As I approach my 56th birthday, I can’t help but recall some unforgettable birthdays — like the surprise party my wife planned for my 50th or the dozen cupcakes I devoured and threw up just prior to my 7th birthday party.

But the birthday I’ll never forget was my 45th birthday when my Air Force supervisor came into my office at Patrick Air Force Base, wearing a strained expression.

“I’m sorry to have to tell you this,” he said, “but your name didn’t appear on the Air Force promotion list to major.”

I was unsure how to interpret the news. The pessimist in me said I’d just been fired. If my optimist was saying something, I couldn’t hear it because the pessimist was screaming too loudly. I knew that I had only six months before I would be unemployed and stranded 3,000 miles away from my California home.

The only reaction I offered my supervisor was, “And this is my birthday.”

It was about that time that a colleague presented me with a helpful book entitled, “Who Moved My Cheese?”

The authors, Spencer Johnson, M.D. and Ken Blanchard, seemed to be proclaiming that change was the only certainty in life, so deal with it. The book uses a parable format to depict talking lab mice that work to outsmart the scientists who are constantly moving their cheese into an unfamiliar part of their maze.

Somebody had indeed moved my cheese, and the military maze I’d known for eight years became an unfriendly place.

I spent the next hour hunting through the pages for help.
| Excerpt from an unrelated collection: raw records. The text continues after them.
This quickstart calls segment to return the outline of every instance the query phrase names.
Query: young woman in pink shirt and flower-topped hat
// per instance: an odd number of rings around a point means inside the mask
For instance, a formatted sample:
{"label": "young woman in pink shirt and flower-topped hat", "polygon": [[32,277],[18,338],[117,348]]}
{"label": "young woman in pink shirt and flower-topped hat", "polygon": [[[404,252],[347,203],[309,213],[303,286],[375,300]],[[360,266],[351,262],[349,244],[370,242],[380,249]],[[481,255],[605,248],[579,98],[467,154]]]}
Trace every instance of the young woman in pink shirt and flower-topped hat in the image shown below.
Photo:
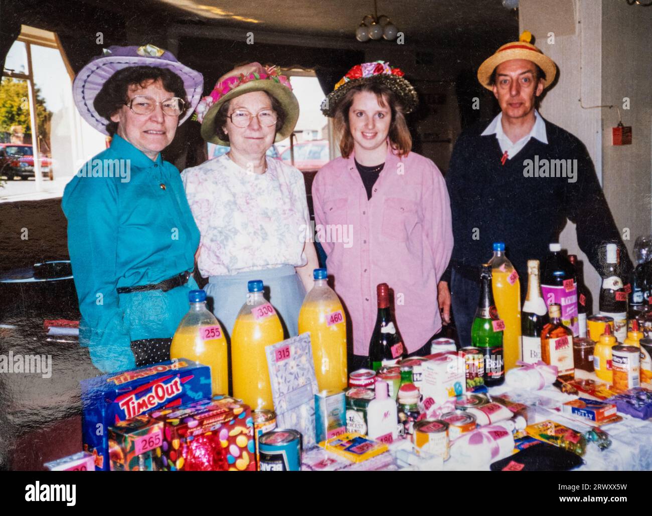
{"label": "young woman in pink shirt and flower-topped hat", "polygon": [[449,196],[437,166],[410,152],[404,115],[417,106],[417,93],[403,75],[382,61],[359,64],[321,106],[334,118],[342,157],[316,175],[312,198],[329,274],[353,330],[349,371],[368,367],[379,283],[394,291],[408,354],[428,354],[442,315],[449,319],[450,298],[437,300],[452,251]]}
Then, about halfway through the book, I stopped, taken aback by a particularly evocative question that the mice characters found written inside their maze.

“What would you do if you weren’t afraid?”

I stopped and looked away, paraphrasing the conundrum aloud in a slow and thoughtful repetition.

“What would I do if I weren’t so afraid of change?” I asked myself.

It was abundantly clear what I normally did when I felt afraid. I got upset, I fretted, and then became a generally rude person toward those who loved me.

But the authors were insisting that I answer a very different question: “What would I do if I weren’t afraid?”

I stood and went to the copy machine where I enlarged the quote into a mini poster that I placed above my desk.
A few weeks later, as fear melted from the equation, I came to know exactly what I would do.

I would return to my California home and to the most rewarding ministry of my life — I determined to resume my career in hospital chaplaincy.

No, the question didn’t work magic. It didn’t totally suspend my fears. I was still scared, but I was determined to keep fear from obscuring my goal. I printed my resumes, scheduled hospital interviews and kept pressing toward the goal.

Three months later, I had six job offers for hospital chaplaincies and I returned to part-time military life as an Air National Guard chaplain.

Eleven years have passed since that harsh announcement.

But that day continues to remind me that whenever I’m uncertain, fearful, or just plain indecisive, I can reach into my resiliency repertoire for the refrain of that birthday question.

When I think about it long enough, the answer usually floats to the top.

“What do you do if it doesn’t work?” you ask. That’s easy. I eat a dozen cupcakes.